Söyleşi

446 kilometrelik gastronomi otoyolu

Dünyada eşi benzeri olmayan bir ülkeye benzeri olmayan bir sistemle giriş yapan “Oksijen Tesisleri”, hali hazırda şu an 29 tesiste 160 mağaza ile kullanıcılarına hizmet veriyor. İstanbul-İzmir Otoyolu’nun Oksijen yatırımlarıyla birlikte 446 kilometrelik bir gastronomi otoyolu haline geldiğini dile getiren Otoyol Yatırım ve İşletme A.Ş. Oksijen Tesisleri Genel Müdürü Alp Gürdil, önümüzdeki beş yılda yapılacak yatırımlarla var olan hacmi iki katına çıkarmayı hedeflediklerini söylüyor…

6dk okuma
Türkiye'de İş Dünyası16.07.2022
446 kilometrelik gastronomi otoyolu

Dünyada eşi benzeri olmayan bir ülkeye benzeri olmayan bir sistemle giriş yapan “Oksijen Tesisleri”, hali hazırda şu an 29 tesiste 160 mağaza ile kullanıcılarına hizmet veriyor. İstanbul-İzmir Otoyolu’nun Oksijen yatırımlarıyla birlikte 446 kilometrelik bir gastronomi otoyolu haline geldiğini dile getiren Otoyol Yatırım ve İşletme A.Ş. Oksijen Tesisleri Genel Müdürü Alp Gürdil, önümüzdeki beş yılda yapılacak yatırımlarla var olan hacmi iki katına çıkarmayı hedeflediklerini söylüyor…

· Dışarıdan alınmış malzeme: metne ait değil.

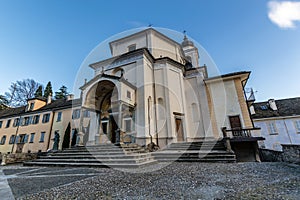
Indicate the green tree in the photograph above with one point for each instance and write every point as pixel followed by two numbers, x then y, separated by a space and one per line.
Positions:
pixel 66 141
pixel 39 92
pixel 62 93
pixel 3 102
pixel 48 90
pixel 21 91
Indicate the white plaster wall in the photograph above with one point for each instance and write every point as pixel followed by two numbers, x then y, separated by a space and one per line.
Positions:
pixel 287 133
pixel 162 48
pixel 196 128
pixel 225 102
pixel 120 48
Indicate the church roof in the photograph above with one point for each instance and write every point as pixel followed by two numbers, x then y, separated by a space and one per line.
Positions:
pixel 186 42
pixel 285 107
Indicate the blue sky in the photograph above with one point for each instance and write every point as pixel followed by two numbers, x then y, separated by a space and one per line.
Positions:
pixel 49 40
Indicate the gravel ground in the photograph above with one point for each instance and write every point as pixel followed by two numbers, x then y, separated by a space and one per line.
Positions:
pixel 175 181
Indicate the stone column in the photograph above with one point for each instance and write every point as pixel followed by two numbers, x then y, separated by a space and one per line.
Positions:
pixel 118 132
pixel 94 127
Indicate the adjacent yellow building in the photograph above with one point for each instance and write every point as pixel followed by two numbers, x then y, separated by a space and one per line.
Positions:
pixel 31 128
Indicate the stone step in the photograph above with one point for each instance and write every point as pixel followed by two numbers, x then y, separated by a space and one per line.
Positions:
pixel 100 165
pixel 227 160
pixel 121 156
pixel 92 150
pixel 104 161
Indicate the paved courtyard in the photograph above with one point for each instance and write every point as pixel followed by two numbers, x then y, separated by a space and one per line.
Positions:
pixel 161 181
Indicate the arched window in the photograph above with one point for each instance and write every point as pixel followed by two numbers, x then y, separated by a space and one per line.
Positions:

Seyahat ve gastronomiyi bir araya getiren Oksijen Tesisleri’nin yola çıkış hikâyesini, yatırım büyüklüğü ve şu andaki hacmiyle ilgili bilgileri aktarabilir misiniz?

Oksijen markası adı altında topladığımız tesisleri, seyahat edenlerin gönül rahatlığıyla gelebilecekleri ve yeme-içmeden yöresel ürünlere, ünlü markaların satış noktalarına, aradıkları her şeyi bulabilecekleri dinlenme tesisleri olarak tasarladık. Tamamen müşteri odaklı çalışan Oksijen’lerin işletme modelinin benzeri dünyada yok. 29 tesiste 160 mağaza ile hizmet veriyoruz. Tesis sayısı 33’e çıkacak. Müşterilerimizin şehirde beğendikleri her şeyi bulabilecekleri bir model tasarlarken, her bir tesisin bulunduğu bölgede yaşayan insanların da buradan yararlanmasını hedefledik. Modelimizin başarısında farklı lezzetleri bünyesinde barınmasının da katkısı oldu. Bugün Oksijen Tesisleri, İstanbul-İzmir Otoyolu’nun Türkiye’nin her bölgesinden lezzetlerin sunulduğu 446 kilometrelik bir gastronomi otoyolu haline geldi. Üstelik sadece İstanbul ve İzmir arasındaki yöresel lezzetleri değil, Türkiye’nin birçok noktasından yöresel lezzetleri tesislerimize taşıdık. Oksijenlerin toplam satış hacmini 5 yılda enflasyondan arındırılmış şekilde yüzde 100 daha artırmayı planlıyoruz. Yani hedefimiz iki katına çıkartmak. Bunun için de bazı yeni yatırımlar yapacağız. Öncelikli ve ilk adım olarak mevcut Oksijen Tesisleri yeni yatırımlarla ortalama yüzde 30 oranında büyütülecek.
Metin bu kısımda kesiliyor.